= Cache pollution =

Performance degration due to memory access patterns

Cache pollution describes situations where an executing computer program loads data into CPU cache unnecessarily, thus causing other useful data to be evicted from the cache into lower levels of the memory hierarchy, degrading performance. For example, in a multi-core processor, one core may replace the blocks fetched by other cores into shared cache, or prefetched blocks may replace demand-fetched blocks from the cache.

==Example==
Consider the following illustration:

  T[0] = T[0] + 1;
  for i in 0..sizeof(CACHE)
    C[i] = C[i] + 1;
  T[0] = T[0] + C[sizeof(CACHE)-1];

(The assumptions here are that the cache is composed of only one level, it is unlocked, the replacement policy is pseudo-LRU, all data is cacheable, the set associativity of the cache is N (where N > 1), and at most one processor register is available to contain program values).

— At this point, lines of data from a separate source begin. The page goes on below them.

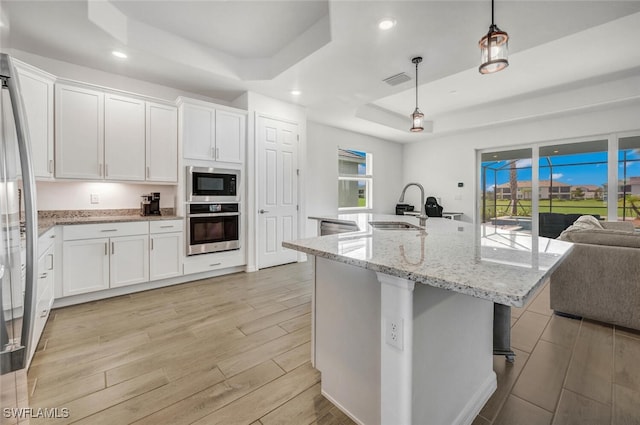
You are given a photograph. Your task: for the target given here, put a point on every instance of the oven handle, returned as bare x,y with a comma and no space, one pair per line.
212,215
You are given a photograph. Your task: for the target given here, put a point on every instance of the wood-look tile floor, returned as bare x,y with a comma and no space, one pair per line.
235,350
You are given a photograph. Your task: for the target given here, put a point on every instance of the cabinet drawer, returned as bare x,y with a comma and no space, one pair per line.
46,240
105,230
165,226
209,262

Right before the loop starts, T[0] will be fetched from memory into cache, its value updated. However, as the loop executes, because the number of data elements the loop references requires the whole cache to be filled to its capacity, the cache block containing T[0] has to be evicted. Thus, the next time the program requests T[0] to be updated, the cache misses, and the cache controller has to request the data bus to bring the corresponding cache block from main memory again.

In this case the cache is said to be "polluted". Changing the pattern of data accesses by positioning the first update of T[0] between the loop and the second update can eliminate the inefficiency:

  for i in 0..sizeof(CACHE)
    C[i] = C[i] + 1;
  T[0] = T[0] + 1;
  T[0] = T[0] + C[sizeof(CACHE)-1];

==Solutions==
Other than code-restructuring mentioned above, the solution to cache pollution is ensure that only high-reuse data are stored in cache. This can be achieved by using special cache control instructions, operating system support or hardware support.

Examples of specialized hardware instructions include "lvxl" provided by PowerPC AltiVec. This instruction loads a 128 bit wide value into a register and marks the corresponding cache block as "least recently used" i.e. as the prime candidate for eviction upon a need to evict a block from its cache set. To appropriately use that instruction in the context of the above example, the data elements referenced by the loop would have to be loaded using this instruction. When implemented in this manner, cache pollution would not take place, since the execution of such loop would not cause premature eviction of T[0] from cache. This would be avoided because, as the loop would progress, the addresses of the elements in C would map to the same cache way, leaving the actually older (but not marked as "least recently used") data intact on the other way(s). Only the oldest data (not pertinent for the example given) would be evicted from cache, which T[0] is not a member of, since its update occurs right before the loop's start.

Similarly, using operating system (OS) support, the pages in main memory that correspond to the C data array can be marked as "caching inhibited" or, in other words, non-cacheable. Similarly, at hardware level, cache bypassing schemes can be used which identify low-reuse data based on program access pattern and bypass them from cache. Also, shared cache can be partitioned to avoid destructive interference between running applications. The tradeoff in these solutions is that OS-based schemes may have large latency which may nullify the gain achievable by cache pollution avoidance (unless the memory region has been non-cacheable to begin with), whereas hardware-based techniques may not have a global view of the program control flow and memory access pattern.

==Increasing importance==
Cache pollution control has been increasing in importance because the penalties caused by the so-called "memory wall" keep on growing. Chip manufacturers continue devising new tricks to overcome the ever increasing relative memory-to-CPU latency. They do that by increasing cache sizes and by providing useful ways for software engineers to control the way data arrives and stays at the CPU. Cache pollution control is one of the numerous devices available to the (mainly embedded) programmer. However, other methods, most of which are proprietary and highly hardware and application specific, are used as well.